The In-Out Formalism for In-In Correlators

Cosmological correlators, the natural observables of the primordial universe, have been extensively studied in the past two decades using the in-in formalism pioneered by Schwinger and Keldysh for the study of dissipative open systems. Ironically, most applications in cosmology have focused on non-dissipative closed systems. We show that, for non-dissipative systems, correlators can be equivalently computed using the in-out formalism with the familiar Feynman rules. In particular, the myriad of in-in propagators is reduced to a single (Feynman) time-ordered propagator and no sum over the labelling of vertices is required. In de Sitter spacetime, this requires extending the expanding Poincaré patch with a contracting patch, which prepares the bra from the future.
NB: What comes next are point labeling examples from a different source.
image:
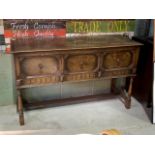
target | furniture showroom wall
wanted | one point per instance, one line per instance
(73, 27)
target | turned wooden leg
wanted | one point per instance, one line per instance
(20, 110)
(113, 85)
(127, 96)
(128, 99)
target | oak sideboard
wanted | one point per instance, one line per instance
(40, 62)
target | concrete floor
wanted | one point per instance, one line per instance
(87, 118)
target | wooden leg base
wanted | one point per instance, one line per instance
(125, 99)
(21, 120)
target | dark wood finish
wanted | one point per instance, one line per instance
(143, 82)
(43, 62)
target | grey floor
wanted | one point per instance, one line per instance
(87, 118)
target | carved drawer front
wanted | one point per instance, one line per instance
(39, 65)
(80, 63)
(119, 63)
(80, 67)
(38, 70)
(113, 60)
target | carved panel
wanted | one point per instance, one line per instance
(78, 77)
(116, 73)
(119, 59)
(39, 65)
(81, 63)
(40, 80)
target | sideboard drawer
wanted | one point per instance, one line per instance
(119, 62)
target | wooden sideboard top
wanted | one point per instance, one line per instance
(87, 42)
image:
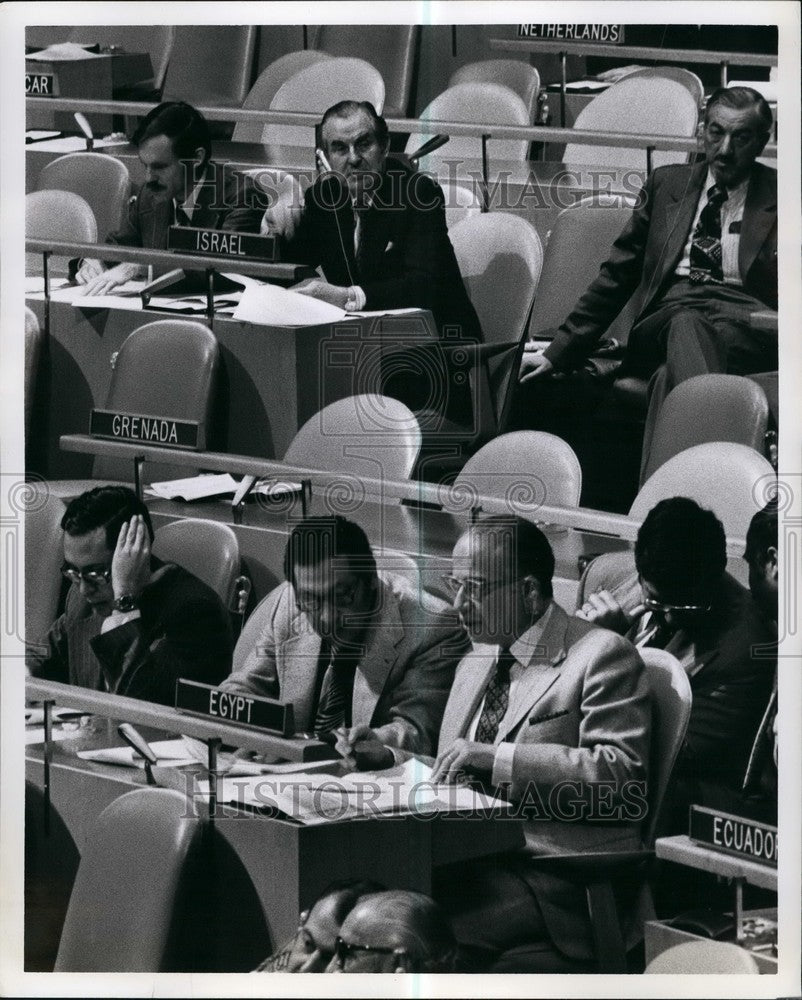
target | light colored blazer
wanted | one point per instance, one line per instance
(402, 680)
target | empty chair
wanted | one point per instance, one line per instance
(391, 48)
(516, 74)
(644, 105)
(527, 468)
(315, 89)
(210, 64)
(369, 436)
(101, 180)
(708, 408)
(730, 479)
(267, 85)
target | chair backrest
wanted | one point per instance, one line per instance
(102, 181)
(207, 549)
(671, 709)
(164, 369)
(210, 64)
(368, 435)
(709, 408)
(155, 39)
(392, 49)
(315, 89)
(527, 468)
(730, 479)
(267, 86)
(479, 102)
(578, 245)
(516, 74)
(703, 957)
(126, 900)
(651, 105)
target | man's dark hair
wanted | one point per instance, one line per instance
(681, 550)
(106, 507)
(318, 538)
(186, 128)
(742, 98)
(344, 109)
(526, 549)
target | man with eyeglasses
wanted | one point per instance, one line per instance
(132, 625)
(675, 594)
(352, 650)
(698, 256)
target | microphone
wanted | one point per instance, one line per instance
(86, 128)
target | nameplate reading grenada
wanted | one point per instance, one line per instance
(222, 243)
(241, 709)
(137, 428)
(737, 835)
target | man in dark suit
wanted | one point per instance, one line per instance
(699, 255)
(183, 187)
(132, 624)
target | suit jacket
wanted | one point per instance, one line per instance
(402, 679)
(581, 721)
(405, 255)
(183, 631)
(645, 255)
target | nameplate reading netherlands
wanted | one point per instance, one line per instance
(222, 243)
(138, 428)
(241, 709)
(745, 838)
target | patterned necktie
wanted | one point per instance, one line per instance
(706, 243)
(497, 698)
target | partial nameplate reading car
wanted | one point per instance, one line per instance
(264, 714)
(222, 243)
(737, 835)
(139, 428)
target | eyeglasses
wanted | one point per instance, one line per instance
(344, 949)
(93, 576)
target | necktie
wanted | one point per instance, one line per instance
(497, 699)
(705, 257)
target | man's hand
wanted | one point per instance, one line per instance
(335, 295)
(104, 281)
(130, 565)
(463, 758)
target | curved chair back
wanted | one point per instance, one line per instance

Our results are valid for fields of any mass and spin but assuming the absence of infrared divergences. We present three applications of the in-out formalism: a representation of correlators in terms of a sum over residues of Feynman propagators in the energy-momentum domain; an algebraic recursion relation that computes Minkowski correlators in terms of lower order ones; and the derivation of cutting rules from Veltman's largest time equation, which we explicitly develop and exemplify for two-vertex diagrams to all loop orders. The in-out formalism leads to a natural definition of a de Sitter scattering matrix, which we discuss in simple examples. Remarkably, we show that our scattering matrix satisfies the standard optical theorem and the positivity that follows from it in the forward limit.